For per-neuron tensors and exact numbers, prefer `summary.json` /
`summary_neurons.pt` from §6. They're authoritative and dashboard-free.

### In the WandB UI

1. Open your project page (e.g. `https://wandb.ai/<entity>/<project>`).
2. In the run table, click the **Group** button in the toolbar.
3. Set "Group runs by" → `Group` (the field literally named "Group" —
   holds the value you passed as `group="..."`).
4. The 3 per-seed rows collapse to one. Summary metric columns
   (`test_cc_norm`, `test_loss`, ...) now show mean ± a min/max swatch.
5. Click the column header → toggle "stddev" if you want it numeric.

For chart panels (line plots over epochs), edit the chart → Grouping
pane → "Group by" = `Group`, aggregate = `mean`, range = `stddev`. The
3 traces merge into a single mean-with-band line.

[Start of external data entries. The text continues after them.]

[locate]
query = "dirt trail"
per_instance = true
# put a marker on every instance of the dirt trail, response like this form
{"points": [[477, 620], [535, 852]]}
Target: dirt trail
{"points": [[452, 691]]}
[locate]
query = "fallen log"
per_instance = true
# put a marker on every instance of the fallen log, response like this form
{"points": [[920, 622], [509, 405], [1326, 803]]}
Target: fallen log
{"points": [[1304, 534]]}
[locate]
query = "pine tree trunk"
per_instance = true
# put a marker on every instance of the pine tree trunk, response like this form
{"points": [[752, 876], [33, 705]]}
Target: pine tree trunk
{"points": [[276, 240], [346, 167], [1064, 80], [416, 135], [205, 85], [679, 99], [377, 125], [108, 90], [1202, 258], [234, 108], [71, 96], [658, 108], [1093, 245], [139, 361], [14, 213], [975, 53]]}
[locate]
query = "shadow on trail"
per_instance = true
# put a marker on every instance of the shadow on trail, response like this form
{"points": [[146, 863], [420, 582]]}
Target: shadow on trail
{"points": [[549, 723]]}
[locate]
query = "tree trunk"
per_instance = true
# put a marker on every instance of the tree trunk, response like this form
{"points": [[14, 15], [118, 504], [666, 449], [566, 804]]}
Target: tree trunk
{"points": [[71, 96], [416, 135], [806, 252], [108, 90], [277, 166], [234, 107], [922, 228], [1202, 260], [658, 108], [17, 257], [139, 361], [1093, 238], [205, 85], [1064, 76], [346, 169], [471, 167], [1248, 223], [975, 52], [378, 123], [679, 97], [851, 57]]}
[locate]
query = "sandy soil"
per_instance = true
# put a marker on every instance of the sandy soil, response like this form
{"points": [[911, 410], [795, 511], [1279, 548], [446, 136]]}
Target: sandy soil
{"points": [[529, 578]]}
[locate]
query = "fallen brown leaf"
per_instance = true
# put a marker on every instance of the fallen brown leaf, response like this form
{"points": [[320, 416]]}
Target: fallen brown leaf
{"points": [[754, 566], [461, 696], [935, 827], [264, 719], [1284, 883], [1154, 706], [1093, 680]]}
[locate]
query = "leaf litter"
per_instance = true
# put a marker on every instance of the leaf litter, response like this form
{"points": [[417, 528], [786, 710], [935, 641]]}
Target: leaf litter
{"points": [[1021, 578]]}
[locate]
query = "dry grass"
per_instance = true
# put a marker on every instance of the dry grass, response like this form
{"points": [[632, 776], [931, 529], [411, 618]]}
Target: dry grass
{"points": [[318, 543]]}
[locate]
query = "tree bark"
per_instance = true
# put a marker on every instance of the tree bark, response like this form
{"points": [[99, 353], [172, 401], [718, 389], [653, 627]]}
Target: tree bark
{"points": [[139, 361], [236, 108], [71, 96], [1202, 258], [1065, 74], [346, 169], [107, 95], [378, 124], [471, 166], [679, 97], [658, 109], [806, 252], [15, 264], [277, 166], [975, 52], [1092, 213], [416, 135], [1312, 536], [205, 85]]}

This works for
time-series metrics (val_cc_norm over epochs) but **not** for
`test_cc_norm`, which is a single scalar in `run.summary` — no time
axis to plot.

### In the TensorBoard UI

TensorBoard does not aggregate across runs natively. The Scalars tab
overlays multiple selected runs but won't compute a mean trace; the
Hparams tab is a sortable table but not aggregated.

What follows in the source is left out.